In a class action lawsuit filed in federal court in California, authors Paul Tremblay and Mona Awad allege that OpenAI broke copyright laws by using their works to teach its program without authorization.
The action lodged in the U.S. District Court for the Northern District of California in San Francisco alleges that ChatGPT, a considerable language model, is trained by copying vast volumes of text and extracting evaluative information to create the training dataset.
The complaint claims that Tremblay and Awad, two authors residing in Massachusetts, did not authorize using their intellectual works in ChatGPT’s educational materials. Despite this, ChatGPT was trained using content that was protected by copyright.
ChatGPT was trained on Plaintiffs’ copyrighted works to generate summaries of such works, according to the 17-page lawsuit. Using ChatGPT, the Defendants derive substantial economic gain and profit at the expense of the Plaintiffs and Class Members’ intellectual content.
The lawsuit refers to a document released in June 2018 by OpenAI, in which the company admitted training its GPT-1 tool on BookCorpus, a database including more than 7,000 unique unpublished works in categories such as Adventure, Fantasy, and Romance.
According to OpenAI, a book dataset is valuable because it contains large blocks of text that may be used to train a generative model to make predictions based on context. The complaint states that OpenAI, Google, Amazon, and other companies have all trained language models using BookCorpus.
Intellectual property law expert Andres Guadamuz from the University of Sussex told The Guardian that this is the first copyright-related lawsuit against OpenAI.

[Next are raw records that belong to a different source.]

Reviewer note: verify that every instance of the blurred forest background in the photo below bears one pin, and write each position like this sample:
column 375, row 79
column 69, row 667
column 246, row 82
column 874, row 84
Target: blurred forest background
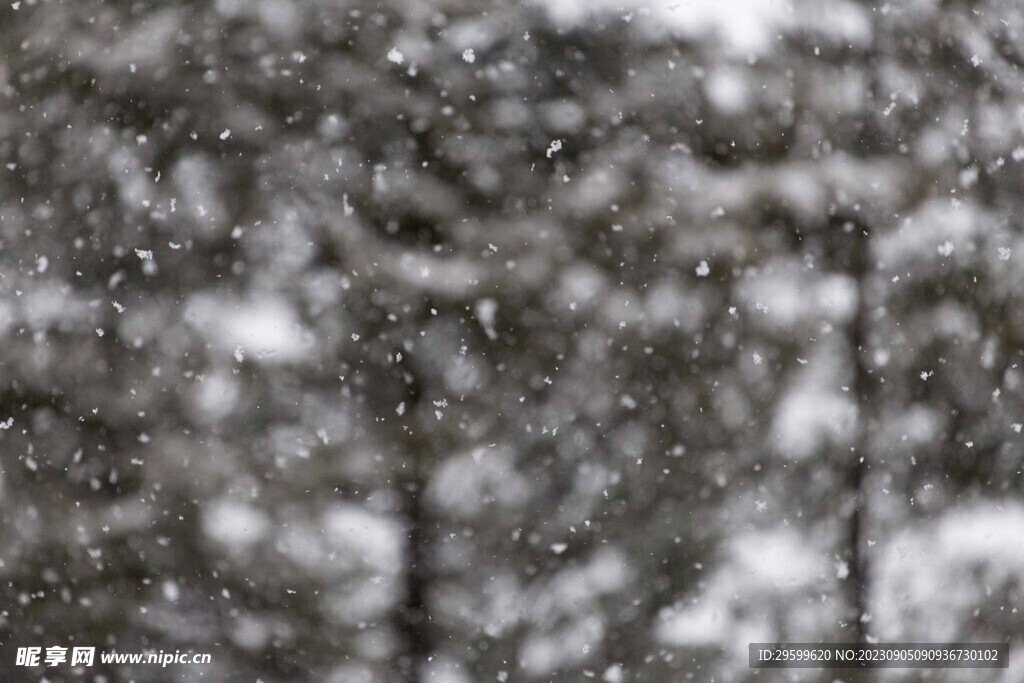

Books are suitable for training big language models because they include high-quality, well-edited, long-form writing, as attorneys Joseph Saveri and Matthew Butterick noted. Books, in their view, represent the pinnacle of human knowledge preservation.
Infringed Works and systems, including ChatGPT, belonging to Plaintiffs and Class members were allegedly collected, maintained, and controlled by Defendants without permission, constituting a violation of Defendants’ responsibilities. They’ve been charged with being careless, reckless, and negligent.